On 01/13/2017 09:10 AM, Kevin Lindsey wrote:
So I inflated the 50mm Schwalbe Marathons on my Hunq to 60 psi (rear) and 40 psi (front) last night and wheeled it into the kitchen in preparation for what would have been my morning commute. About twenty minutes later, there was a deafening "bang" from the kitchen; I honestly thought a handgun had gone off or something had detonated in the microwave, and my left ear was ringing for a half hour afterward. Long story short, the Schwalbe inner tube on my rear tire had popped, shredded, and actually blew the tire off the rim; anyone who uses Marathons knows how hard it is to get those things on the rim in the first place, and it's sobering to think of how much energy must have been released to unseat one. Fortunately, aside from screwing up my commute and throwing my dogs' digestive systems into reverse, however, there was no other apparent damage.
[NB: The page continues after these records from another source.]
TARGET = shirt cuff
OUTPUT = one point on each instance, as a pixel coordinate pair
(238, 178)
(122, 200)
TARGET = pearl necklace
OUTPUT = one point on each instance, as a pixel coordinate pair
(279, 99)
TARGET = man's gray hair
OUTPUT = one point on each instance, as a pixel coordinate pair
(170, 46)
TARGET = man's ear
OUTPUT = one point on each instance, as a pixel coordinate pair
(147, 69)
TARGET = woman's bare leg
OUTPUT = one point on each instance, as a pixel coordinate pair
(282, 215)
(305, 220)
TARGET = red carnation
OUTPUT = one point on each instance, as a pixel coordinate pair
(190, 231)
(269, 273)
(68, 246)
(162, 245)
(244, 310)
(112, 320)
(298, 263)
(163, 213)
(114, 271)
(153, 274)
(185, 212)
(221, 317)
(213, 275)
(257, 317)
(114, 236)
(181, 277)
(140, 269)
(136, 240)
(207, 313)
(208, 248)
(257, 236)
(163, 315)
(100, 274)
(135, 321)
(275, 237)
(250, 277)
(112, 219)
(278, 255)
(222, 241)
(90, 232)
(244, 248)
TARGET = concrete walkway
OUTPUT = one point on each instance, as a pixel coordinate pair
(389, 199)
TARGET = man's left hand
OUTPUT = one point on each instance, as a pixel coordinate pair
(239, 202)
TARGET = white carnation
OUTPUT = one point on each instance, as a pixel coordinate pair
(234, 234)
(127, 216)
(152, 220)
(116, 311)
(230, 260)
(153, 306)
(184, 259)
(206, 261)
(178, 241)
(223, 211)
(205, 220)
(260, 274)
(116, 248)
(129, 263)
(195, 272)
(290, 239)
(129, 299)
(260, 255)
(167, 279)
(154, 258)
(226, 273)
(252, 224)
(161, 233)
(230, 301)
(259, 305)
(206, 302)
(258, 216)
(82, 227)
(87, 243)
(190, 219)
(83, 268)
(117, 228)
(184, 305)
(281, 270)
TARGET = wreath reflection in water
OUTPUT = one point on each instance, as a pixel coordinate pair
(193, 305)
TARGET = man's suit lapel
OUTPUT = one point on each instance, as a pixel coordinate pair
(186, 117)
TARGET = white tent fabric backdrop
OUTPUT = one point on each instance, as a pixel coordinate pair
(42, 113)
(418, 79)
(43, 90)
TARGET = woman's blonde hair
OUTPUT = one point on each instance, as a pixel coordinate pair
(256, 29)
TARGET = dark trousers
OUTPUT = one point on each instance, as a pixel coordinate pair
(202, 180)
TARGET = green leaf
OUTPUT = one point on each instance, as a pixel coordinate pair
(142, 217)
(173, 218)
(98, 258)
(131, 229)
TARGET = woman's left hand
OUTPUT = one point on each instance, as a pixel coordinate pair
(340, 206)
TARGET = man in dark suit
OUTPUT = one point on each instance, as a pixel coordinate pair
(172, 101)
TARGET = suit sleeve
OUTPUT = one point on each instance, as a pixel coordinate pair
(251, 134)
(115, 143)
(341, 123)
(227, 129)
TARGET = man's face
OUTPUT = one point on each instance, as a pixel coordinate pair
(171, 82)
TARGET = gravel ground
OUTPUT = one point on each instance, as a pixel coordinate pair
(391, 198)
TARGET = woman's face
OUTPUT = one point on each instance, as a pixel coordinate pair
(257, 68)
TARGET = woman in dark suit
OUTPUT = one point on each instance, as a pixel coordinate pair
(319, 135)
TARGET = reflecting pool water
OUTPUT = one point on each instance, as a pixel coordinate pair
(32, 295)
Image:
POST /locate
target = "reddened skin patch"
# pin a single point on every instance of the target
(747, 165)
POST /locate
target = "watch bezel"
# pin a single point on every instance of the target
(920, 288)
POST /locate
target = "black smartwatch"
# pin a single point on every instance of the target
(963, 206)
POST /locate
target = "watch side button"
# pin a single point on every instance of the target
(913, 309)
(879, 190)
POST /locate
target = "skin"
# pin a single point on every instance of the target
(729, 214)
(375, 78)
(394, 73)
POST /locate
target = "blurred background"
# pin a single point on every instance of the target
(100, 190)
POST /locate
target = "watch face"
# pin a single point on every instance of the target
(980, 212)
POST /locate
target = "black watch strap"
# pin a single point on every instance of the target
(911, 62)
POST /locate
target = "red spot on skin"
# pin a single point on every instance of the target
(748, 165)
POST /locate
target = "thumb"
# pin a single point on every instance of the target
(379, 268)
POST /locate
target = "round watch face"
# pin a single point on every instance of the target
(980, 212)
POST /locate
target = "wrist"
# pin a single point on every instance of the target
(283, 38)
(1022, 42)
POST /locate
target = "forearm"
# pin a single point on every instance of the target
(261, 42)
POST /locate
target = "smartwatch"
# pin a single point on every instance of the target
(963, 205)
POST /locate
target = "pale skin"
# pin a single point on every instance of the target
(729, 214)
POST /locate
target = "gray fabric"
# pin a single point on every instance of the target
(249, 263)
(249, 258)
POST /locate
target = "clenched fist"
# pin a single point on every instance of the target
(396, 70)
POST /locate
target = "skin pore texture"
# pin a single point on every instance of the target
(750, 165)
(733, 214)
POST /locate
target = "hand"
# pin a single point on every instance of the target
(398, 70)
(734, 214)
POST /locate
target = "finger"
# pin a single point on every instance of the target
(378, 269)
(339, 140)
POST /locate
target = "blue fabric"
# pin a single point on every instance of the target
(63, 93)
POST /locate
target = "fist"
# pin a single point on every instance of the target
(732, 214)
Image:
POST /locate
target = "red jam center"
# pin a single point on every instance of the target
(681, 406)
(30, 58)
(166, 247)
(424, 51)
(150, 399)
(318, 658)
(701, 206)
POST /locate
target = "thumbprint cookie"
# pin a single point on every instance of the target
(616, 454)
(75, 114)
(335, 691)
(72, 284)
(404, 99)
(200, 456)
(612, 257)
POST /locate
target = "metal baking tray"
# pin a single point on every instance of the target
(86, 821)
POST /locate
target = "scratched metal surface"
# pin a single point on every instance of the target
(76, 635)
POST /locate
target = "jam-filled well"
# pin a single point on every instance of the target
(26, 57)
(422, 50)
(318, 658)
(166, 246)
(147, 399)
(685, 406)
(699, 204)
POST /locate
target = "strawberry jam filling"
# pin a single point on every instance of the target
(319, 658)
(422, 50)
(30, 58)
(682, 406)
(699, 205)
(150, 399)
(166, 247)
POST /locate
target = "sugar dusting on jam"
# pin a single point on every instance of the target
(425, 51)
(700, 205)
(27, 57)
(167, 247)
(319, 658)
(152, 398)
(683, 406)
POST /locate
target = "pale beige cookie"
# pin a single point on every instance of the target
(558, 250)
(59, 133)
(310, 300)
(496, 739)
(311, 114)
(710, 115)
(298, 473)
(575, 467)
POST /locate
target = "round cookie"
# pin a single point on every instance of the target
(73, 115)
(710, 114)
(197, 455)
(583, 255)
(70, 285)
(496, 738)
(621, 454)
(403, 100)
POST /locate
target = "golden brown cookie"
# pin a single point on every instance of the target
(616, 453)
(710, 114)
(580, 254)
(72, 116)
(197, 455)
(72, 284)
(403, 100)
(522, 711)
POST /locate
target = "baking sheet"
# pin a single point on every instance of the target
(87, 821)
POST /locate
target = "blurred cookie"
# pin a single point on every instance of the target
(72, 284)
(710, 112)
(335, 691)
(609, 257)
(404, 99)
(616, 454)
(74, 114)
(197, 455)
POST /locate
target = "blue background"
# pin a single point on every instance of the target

I think you've got the sequence of events backwards. Usually the way this happens is a fold of tube is caught under the bead of the tire. Air pressure gradually wedges the bead entirely off the rim, exposing the tube; at that point the tube explodes.

Anyone know generally what causes a tube to blow up like that? It wasn't over-inflated, probably only had fifty or sixty miles on it, was the correct size for the tire, and generally should have lasted for several hundred miles. My son has had this problem with some Specialized tubes recently, but the Schwalbe products are generally of a higher quality, but now I'm wondering whether there's a QC issue at the factories in, I assume, China.
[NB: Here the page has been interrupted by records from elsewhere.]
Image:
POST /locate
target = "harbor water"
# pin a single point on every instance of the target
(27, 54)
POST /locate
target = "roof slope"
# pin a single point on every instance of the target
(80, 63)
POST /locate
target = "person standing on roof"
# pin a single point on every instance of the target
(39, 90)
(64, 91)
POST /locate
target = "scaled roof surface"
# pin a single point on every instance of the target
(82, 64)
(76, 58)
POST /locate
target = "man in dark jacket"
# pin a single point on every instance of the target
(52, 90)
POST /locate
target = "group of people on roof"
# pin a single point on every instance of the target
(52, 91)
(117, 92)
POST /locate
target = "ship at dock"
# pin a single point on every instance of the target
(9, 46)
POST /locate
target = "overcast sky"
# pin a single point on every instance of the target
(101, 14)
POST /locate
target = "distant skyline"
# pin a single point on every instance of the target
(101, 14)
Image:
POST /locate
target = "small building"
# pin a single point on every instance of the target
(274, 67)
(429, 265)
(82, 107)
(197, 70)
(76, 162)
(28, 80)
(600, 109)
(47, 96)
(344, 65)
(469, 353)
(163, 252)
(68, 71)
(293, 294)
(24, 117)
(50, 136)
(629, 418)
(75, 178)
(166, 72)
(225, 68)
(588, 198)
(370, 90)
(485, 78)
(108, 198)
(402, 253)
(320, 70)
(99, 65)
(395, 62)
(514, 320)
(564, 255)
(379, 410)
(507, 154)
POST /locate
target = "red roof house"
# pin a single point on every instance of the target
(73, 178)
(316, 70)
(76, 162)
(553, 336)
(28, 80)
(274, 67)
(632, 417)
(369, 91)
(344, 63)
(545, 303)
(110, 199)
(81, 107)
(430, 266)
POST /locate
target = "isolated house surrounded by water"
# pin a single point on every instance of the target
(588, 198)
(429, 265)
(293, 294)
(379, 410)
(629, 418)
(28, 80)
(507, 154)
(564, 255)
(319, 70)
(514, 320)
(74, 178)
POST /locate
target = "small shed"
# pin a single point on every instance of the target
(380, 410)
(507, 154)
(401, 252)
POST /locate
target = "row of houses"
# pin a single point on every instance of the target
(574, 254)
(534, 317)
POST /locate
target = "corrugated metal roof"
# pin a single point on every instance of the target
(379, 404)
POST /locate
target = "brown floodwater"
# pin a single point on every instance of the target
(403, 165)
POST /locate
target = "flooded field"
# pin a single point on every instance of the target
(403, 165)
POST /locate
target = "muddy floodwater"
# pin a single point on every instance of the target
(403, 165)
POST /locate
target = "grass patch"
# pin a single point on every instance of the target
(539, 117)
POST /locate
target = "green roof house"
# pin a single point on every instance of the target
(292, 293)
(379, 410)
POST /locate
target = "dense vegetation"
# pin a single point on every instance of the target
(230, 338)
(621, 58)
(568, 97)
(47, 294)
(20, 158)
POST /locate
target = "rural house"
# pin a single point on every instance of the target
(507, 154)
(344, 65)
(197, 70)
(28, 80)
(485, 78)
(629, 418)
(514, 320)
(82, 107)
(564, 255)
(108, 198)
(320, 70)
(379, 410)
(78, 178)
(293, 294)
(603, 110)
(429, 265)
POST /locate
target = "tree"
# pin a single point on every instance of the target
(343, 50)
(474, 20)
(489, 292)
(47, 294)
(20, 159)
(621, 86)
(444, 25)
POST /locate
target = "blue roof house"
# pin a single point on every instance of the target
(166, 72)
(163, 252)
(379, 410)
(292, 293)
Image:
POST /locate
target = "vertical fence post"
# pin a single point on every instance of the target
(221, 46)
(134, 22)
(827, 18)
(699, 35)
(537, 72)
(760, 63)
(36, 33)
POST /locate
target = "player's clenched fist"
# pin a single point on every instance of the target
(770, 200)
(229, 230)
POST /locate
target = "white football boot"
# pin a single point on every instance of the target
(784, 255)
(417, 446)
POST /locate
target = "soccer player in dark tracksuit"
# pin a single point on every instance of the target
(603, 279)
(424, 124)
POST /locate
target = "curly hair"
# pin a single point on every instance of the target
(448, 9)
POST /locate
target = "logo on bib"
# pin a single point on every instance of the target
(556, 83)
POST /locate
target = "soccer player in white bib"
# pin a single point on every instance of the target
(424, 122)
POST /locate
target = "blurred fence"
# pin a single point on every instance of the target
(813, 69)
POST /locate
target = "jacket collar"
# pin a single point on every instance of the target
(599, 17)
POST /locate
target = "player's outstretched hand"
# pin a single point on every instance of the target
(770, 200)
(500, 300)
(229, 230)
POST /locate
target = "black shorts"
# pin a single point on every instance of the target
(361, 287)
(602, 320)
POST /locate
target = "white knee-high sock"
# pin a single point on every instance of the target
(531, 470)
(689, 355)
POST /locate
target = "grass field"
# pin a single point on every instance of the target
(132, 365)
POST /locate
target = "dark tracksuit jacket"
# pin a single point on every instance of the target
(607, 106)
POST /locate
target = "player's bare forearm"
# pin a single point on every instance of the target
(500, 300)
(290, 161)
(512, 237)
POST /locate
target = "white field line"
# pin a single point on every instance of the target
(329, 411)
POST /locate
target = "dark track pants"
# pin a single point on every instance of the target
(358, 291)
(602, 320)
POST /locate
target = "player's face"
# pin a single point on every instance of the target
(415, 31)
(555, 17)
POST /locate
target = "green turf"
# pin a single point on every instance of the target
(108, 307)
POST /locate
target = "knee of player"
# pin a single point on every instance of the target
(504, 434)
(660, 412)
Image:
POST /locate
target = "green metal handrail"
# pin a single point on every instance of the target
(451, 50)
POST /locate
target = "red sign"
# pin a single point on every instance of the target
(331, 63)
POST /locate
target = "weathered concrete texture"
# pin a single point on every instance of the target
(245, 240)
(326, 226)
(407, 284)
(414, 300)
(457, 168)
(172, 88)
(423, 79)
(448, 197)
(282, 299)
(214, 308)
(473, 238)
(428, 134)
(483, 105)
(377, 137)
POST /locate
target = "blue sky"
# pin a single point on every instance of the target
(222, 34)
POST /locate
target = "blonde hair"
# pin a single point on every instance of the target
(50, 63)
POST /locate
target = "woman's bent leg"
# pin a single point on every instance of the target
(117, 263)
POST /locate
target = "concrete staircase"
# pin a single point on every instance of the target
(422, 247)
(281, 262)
Any thoughts would be appreciated.

This has nothing at all to do with the quality of the tube -- other than perhaps its size -- and everything to do with the installation. It is a fact, however, that a large tube is more difficult to completely stuff into the tire, and a tube that's actually too large for the tire is extremely difficult to install without getting caught under the bead. It helps if you put some air in the tube to make it round before you seat the tire.